November 22,2016

Doing What I Am Told

Today was the lat day before the three-day Thanksgiving Break.  I had a long talk with my vice-principal yesterday, who is my evaluator.  She is concerned with the “teacher-centered” nature of teaching using pure comprehensible input.  She wants to see me incorporate more hands-on activities and more output.  She suggested more projects.  I do not really want to take time to do projects since it will undoubtedly be too much of a cognitive load on thee Novice students to complete a project in L2.

I had a thought on how to have the students do more hands-on work while still receiving CI.  Years ago, I bought TPR Teacher Kits that you put on the overhead and have the students manipulate matching kits at their desks.  The teacher kits are transparencies.  Since we have moved away from overhead projector technology, I had not used them in years.  But I thought, hey why not do something with those TPR Kits?  They are organized in thematic units, like the city and the home and the classroom.

In digging through my old materials, I happened upon Simpsons Bingo that I had made years ago.  I decided to play that with the kids in French Two and One.  The bingo boards I made have the Simpsons characters doing various things.  I described the images in French and the kids put a chip on their board over the picture I described.  Voilà, hands-on comprehensible input!

I also paired the French kids up and gave them question cards.  The class was divided into two lines.  They asked and responded to a series of partners’ questions.  Every minute or so I had them move down the line to a new partner with a new set of questions.  They really liked this activity, even though they spoke a lot of English.   guess it was SOME comprehensible input since they had to read the question cards in French.  And if they get good at this, then it is an activity I can pull out to get the right boxes checked on my evaluation.

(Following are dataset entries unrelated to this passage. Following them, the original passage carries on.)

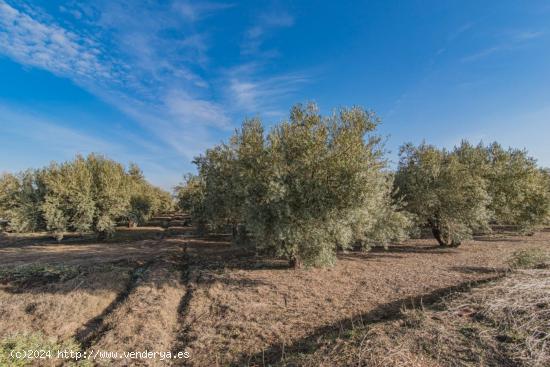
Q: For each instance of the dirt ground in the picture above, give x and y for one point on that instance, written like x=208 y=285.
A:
x=221 y=304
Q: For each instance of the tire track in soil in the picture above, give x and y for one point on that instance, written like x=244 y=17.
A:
x=92 y=330
x=147 y=319
x=184 y=326
x=275 y=354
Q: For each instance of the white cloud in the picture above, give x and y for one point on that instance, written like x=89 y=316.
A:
x=194 y=11
x=50 y=47
x=512 y=41
x=191 y=111
x=251 y=92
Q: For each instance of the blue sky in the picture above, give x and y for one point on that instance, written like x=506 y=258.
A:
x=156 y=82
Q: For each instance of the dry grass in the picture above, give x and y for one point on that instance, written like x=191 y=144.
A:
x=255 y=310
x=56 y=301
x=147 y=319
x=229 y=306
x=504 y=323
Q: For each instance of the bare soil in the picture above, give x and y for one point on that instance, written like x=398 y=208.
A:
x=222 y=304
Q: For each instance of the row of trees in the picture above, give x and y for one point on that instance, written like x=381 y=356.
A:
x=458 y=192
x=83 y=195
x=315 y=184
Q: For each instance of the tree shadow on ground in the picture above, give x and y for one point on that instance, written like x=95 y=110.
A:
x=422 y=249
x=477 y=269
x=275 y=353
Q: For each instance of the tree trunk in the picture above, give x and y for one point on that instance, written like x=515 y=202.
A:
x=442 y=242
x=296 y=262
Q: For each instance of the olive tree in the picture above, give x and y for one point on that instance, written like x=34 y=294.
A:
x=69 y=202
x=517 y=187
x=190 y=196
x=443 y=191
x=21 y=198
x=311 y=185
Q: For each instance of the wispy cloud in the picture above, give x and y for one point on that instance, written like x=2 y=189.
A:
x=511 y=41
x=151 y=83
x=255 y=94
x=263 y=26
x=195 y=11
x=52 y=47
x=65 y=140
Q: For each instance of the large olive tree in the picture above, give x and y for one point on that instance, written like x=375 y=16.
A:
x=311 y=185
x=21 y=198
x=444 y=191
x=517 y=187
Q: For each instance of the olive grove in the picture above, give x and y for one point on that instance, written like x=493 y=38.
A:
x=87 y=194
x=305 y=188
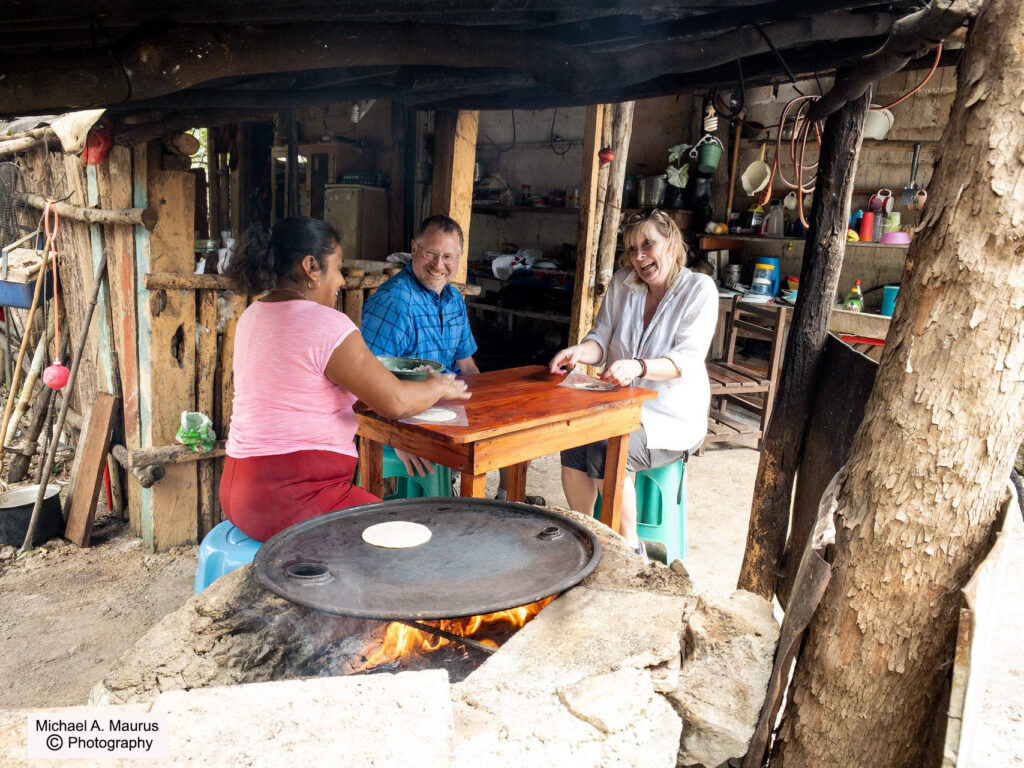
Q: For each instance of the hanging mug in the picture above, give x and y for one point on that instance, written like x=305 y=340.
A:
x=882 y=202
x=708 y=152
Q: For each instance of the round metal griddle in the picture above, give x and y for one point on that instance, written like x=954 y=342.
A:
x=483 y=556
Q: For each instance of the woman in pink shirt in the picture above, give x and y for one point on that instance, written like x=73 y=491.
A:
x=299 y=366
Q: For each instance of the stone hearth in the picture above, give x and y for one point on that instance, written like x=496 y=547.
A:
x=630 y=668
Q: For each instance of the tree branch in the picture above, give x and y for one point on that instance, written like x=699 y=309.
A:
x=911 y=37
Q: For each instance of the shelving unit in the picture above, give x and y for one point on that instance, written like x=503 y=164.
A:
x=506 y=210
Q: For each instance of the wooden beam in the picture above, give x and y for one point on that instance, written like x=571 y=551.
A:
x=455 y=154
x=622 y=129
x=583 y=289
x=909 y=38
x=131 y=216
x=115 y=179
x=167 y=346
x=805 y=348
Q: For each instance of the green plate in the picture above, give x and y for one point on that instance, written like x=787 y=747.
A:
x=403 y=368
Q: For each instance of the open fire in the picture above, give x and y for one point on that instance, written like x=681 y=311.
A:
x=403 y=644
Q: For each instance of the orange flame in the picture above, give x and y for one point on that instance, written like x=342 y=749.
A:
x=401 y=641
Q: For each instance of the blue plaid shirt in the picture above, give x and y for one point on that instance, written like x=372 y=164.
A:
x=404 y=320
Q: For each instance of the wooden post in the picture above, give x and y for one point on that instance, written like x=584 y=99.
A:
x=455 y=154
x=167 y=346
x=805 y=348
x=622 y=129
x=115 y=182
x=206 y=365
x=352 y=297
x=583 y=289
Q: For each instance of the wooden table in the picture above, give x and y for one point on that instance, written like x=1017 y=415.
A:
x=514 y=416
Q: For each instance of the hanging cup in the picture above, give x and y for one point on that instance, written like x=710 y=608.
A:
x=882 y=202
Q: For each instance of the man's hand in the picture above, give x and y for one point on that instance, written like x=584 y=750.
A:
x=415 y=466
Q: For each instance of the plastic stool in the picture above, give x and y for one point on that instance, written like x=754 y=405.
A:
x=660 y=507
x=224 y=549
x=436 y=483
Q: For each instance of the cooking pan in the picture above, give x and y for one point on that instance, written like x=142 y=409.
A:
x=756 y=176
x=15 y=512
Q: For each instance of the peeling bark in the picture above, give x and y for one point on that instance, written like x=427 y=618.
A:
x=939 y=436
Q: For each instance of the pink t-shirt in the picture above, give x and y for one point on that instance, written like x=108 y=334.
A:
x=283 y=400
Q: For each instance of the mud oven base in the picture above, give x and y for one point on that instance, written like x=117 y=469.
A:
x=629 y=668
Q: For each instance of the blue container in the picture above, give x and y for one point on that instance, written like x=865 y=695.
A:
x=19 y=294
x=774 y=272
x=889 y=299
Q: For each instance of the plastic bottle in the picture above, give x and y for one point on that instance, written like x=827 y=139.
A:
x=855 y=299
x=774 y=223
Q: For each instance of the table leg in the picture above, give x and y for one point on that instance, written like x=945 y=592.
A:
x=614 y=473
x=516 y=479
x=473 y=485
x=372 y=466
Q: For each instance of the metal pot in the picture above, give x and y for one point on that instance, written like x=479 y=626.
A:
x=15 y=512
x=652 y=190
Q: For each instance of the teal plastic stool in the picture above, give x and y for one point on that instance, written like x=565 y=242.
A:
x=662 y=507
x=436 y=483
x=223 y=549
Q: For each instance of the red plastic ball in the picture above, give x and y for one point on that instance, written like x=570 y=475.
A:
x=55 y=376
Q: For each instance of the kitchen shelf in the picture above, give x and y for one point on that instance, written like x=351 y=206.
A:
x=506 y=210
x=518 y=312
x=708 y=242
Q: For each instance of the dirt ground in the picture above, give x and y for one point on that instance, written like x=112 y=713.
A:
x=67 y=614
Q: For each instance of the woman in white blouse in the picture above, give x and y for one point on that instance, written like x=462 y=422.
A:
x=653 y=331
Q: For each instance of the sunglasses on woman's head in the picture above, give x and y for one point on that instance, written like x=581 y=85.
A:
x=643 y=215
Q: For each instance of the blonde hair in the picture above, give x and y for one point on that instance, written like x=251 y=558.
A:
x=663 y=225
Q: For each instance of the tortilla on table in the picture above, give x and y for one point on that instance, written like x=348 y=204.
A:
x=396 y=535
x=436 y=414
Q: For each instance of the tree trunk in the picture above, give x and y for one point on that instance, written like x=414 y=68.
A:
x=928 y=468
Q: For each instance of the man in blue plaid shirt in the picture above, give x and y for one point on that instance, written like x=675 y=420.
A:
x=418 y=314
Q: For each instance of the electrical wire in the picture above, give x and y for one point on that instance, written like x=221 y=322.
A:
x=919 y=86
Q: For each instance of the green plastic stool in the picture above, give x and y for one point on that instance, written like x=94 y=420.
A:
x=660 y=507
x=436 y=483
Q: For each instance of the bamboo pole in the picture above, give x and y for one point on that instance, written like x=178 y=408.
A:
x=66 y=401
x=622 y=129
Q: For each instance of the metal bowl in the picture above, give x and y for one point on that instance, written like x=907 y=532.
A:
x=404 y=368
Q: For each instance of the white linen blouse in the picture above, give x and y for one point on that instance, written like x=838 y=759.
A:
x=681 y=330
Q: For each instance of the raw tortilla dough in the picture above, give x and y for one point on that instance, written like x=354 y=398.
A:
x=436 y=414
x=396 y=535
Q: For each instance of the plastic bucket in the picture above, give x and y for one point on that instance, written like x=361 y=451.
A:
x=709 y=153
x=889 y=299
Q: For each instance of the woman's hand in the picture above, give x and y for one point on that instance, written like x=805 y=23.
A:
x=622 y=373
x=564 y=359
x=415 y=466
x=452 y=388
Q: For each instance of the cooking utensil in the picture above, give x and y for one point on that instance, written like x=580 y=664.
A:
x=482 y=556
x=910 y=190
x=15 y=514
x=756 y=176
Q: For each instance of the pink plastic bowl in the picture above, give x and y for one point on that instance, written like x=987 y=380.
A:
x=895 y=239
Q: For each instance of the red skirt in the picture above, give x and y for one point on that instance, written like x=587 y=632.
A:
x=262 y=495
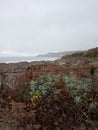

In Spanish, Rhea re-told the legend from yesterday and had the students draw to demonstrate their understanding.  This, too, is another activity that might check the “student interaction” box in the evaluation.

Part One
Part Two

My VP informed me that the evaluation rubric does not specify that the class needs to be conducted in L2.  In fact, I could speak not a word of L2 and probably end up with a better score!  If we were doing a cultural project (more like a Social Studies class), then I could have a lot more of the elements that the Danielson Framework wants in a lesson.  It is obvious that the framework is not aligned to a second language classroom because it does not even specify that we need to speak in L2.